Methanol is an important primary chemical product, used as a chemical feedstock for production of a range of important industrial chemicals, primarily acetic acid, formaldehyde, methyl methacrylate and methyl tertiary-butyl ether (MTBE). Methanol is also used directly as a fuel or fuel supplement. As fuel, methanol can be used to fire rapid-start utility peak-shaving combustion turbines; to substitute for or blend with gasoline to power vehicles; to be converted to gasoline via the ExxonMobil methanol-to-gasoline (MTG) process; or to be converted to dimethyl ether (DME) to power diesel engines.
Most methanol is made from syngas. Although the majority of methanol synthesis is based on natural gas as feedstock, coal-derived syngas is also used; coal/solid feedstocks are used to make 9% of the worldwide output of methanol (Gasification, Higman C., Van der Burgt M., 2003).

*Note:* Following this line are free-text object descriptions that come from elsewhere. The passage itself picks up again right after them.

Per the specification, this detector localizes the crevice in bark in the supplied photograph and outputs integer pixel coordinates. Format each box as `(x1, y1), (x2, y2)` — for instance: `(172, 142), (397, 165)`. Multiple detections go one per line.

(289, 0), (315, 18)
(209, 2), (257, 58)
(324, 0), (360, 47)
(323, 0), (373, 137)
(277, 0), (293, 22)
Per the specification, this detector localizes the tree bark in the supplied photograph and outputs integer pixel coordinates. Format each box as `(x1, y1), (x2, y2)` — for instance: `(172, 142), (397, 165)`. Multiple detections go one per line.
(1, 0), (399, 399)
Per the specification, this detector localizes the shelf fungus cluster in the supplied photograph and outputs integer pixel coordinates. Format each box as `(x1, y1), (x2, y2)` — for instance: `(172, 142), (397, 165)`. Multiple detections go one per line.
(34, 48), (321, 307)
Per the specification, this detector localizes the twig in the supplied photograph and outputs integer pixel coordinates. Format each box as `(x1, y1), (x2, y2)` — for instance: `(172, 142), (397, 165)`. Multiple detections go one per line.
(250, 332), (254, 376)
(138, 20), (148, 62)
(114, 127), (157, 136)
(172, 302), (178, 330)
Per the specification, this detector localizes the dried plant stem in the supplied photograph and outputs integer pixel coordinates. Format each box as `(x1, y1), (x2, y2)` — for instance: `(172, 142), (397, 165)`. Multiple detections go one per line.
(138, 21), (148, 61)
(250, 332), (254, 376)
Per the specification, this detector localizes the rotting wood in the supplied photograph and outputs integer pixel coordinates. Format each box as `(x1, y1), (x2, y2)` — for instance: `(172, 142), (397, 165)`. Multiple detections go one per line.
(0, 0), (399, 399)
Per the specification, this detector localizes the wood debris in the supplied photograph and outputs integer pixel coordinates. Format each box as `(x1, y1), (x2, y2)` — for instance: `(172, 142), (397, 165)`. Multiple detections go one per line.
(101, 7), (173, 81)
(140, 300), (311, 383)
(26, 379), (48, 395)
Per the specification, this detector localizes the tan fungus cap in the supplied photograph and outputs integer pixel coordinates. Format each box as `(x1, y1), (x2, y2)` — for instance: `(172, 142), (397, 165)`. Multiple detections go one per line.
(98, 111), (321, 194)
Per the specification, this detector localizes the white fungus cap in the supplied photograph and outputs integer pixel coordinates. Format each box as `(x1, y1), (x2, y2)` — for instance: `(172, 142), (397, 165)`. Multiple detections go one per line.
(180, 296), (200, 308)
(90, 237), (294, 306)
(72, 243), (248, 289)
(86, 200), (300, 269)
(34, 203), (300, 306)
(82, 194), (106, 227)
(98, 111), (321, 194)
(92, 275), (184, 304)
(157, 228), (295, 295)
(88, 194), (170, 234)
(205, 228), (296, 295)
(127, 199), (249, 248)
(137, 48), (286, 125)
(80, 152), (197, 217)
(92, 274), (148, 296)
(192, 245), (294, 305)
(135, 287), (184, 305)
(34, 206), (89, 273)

Catalytic conversion of hydrogen (H2) and carbon monoxide (CO) from coal-derived syngas into methanol can be done with conventional gas-phase processes, or with a liquid phase methanol (LPMEOH™) process developed by Air Products and Chemicals. The reactions of interest are:
|2 H2 + CO → CH3OH|
|CO2 + 3 H2 → CH3OH + H2O|
|CO + H2O → CO2 + H2|
All three reactions are highly exothermic. The conventional commercial gas-phase process carries out the conversion in fixed-bed reactors at high pressure. Depending on the catalyst supplier, the synthesis reaction is normally carried out at about 600 to 1,700 psig and 400 to 600°F. Substantial process gas recycle of H2 rich gas moderates the temperature rise across the adiabatic reactor. CO concentration at the reactor inlet is normally limited to about 10-to-15%, after dilution with recycled H2.
Catalyst systems used for methanol synthesis are typically mixtures of copper, zinc oxide, alumina and magnesia. Recent advances have also yielded a possible new catalyst composed of carbon, nitrogen, and platinum. This catalyst is based on an earlier catalyst created by Dr. Roy Periana of the Scripps Research Institute. This newer catalyst is a solid material that is suspended in sulfuric acid to aid in the catalysis. The material is easily recyclable as it can be filtered from the acid.

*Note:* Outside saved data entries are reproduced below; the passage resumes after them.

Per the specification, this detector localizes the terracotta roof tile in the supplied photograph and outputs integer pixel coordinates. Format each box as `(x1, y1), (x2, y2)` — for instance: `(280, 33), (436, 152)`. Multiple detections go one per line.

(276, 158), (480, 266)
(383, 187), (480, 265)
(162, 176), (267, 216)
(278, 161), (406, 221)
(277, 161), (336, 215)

Of the three methanol synthesis reactions, the latter is the well-known water-gas-shift (WGS) reaction. Since the H2/CO ratio in syngas from today’s slagging gasifiers typically ranges from 0.3 to 1, extensive water gas shift is required to meet the stoichiometric H2/CO ratio of 2 for full conversion to methanol.
Examples of Technology and Plant:
Methanol production from syngas is a commercially demonstrated technology, using both natural gas and coal as feedstock. The current world-class methanol plants are typically in the order of 2,000 to 2,500 metric tons per day (t/d). Larger-scale (5,000 t/d) single train methanol process technologies are being offered. Major technology providers include:
From 2011 to 2014, nearly 11 GWth syngas capacity for methanol production started up at several new coal or lignite gasification-based plants in China.